Lacrimal gland epithelial cysts, also known as dacryops, are a rare type of benign epithelial neoplasm. They can appear in any location where there is glandular tissue. Lacrimal palpebral lobe cysts, also called simple dacryops, are by far the most frequent. Involvement of the orbital lobe has also been described, but it is rare. Other locations are accessory glandular (Krause, Wolfring, and Poppof) and ectopic glandular cysts.1

We report a case of dacryops in a 10-year-old child involving the orbital lobe of the lacrimal gland.

Case Report

The patient consented to publish this case report by signing an informed consent.

A 10-year-old boy with episodes of epilepsy was referred to the ophthalmology service after a protocol brain magnetic resonance imaging study. The examination incidentally revealed the presence of an 8-mm diameter nodular lesion in the superior and temporal angle of the right orbit, contacting with the superior and medial part of the lacrimal gland. The lesion displayed hypointensity on T1 and hyperintensity on T2 (Figure 1). No other alterations were found in that study.

Figure 1.
Figure 1.

T2-weighted magnetic resonance image. (A) Coronal and (B) axial sections are shown, which highlights the presence of a hyperintense nodular lesion 8 mm in diameter located in the orbital superotemporal quadrant with involvement of the medial component of the lacrimal gland.

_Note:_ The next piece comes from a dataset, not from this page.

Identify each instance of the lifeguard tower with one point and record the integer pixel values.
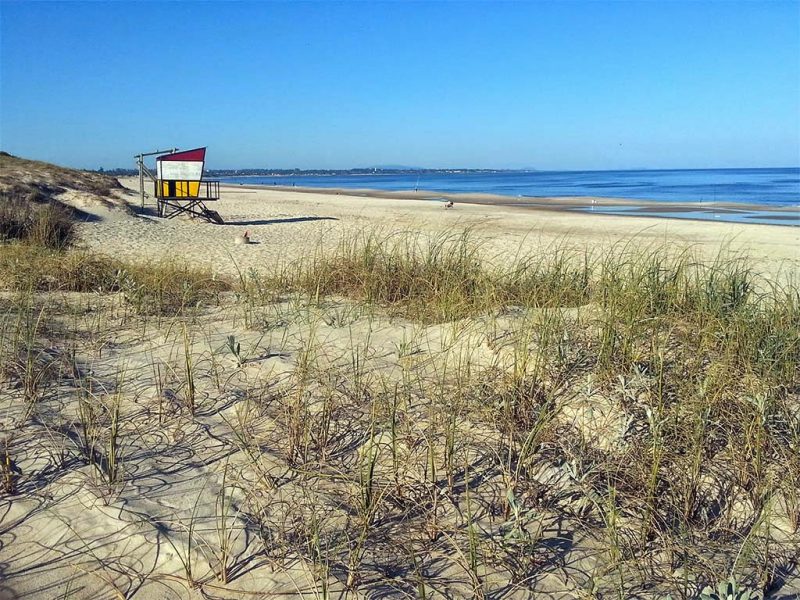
(179, 184)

The patient was completely asymptomatic and had visual acuity of 1.0 in both eyes. Examination results were unremarkable, with no palpable mass, ptosis, or proptosis. Intrinsic and extrinsic ocular motility were preserved, and orthophoria was found in primary gaze position. The study of the anterior segment and the fundus showed no pathology either, and the intraocular pressure was 16 mm Hg in both eyes.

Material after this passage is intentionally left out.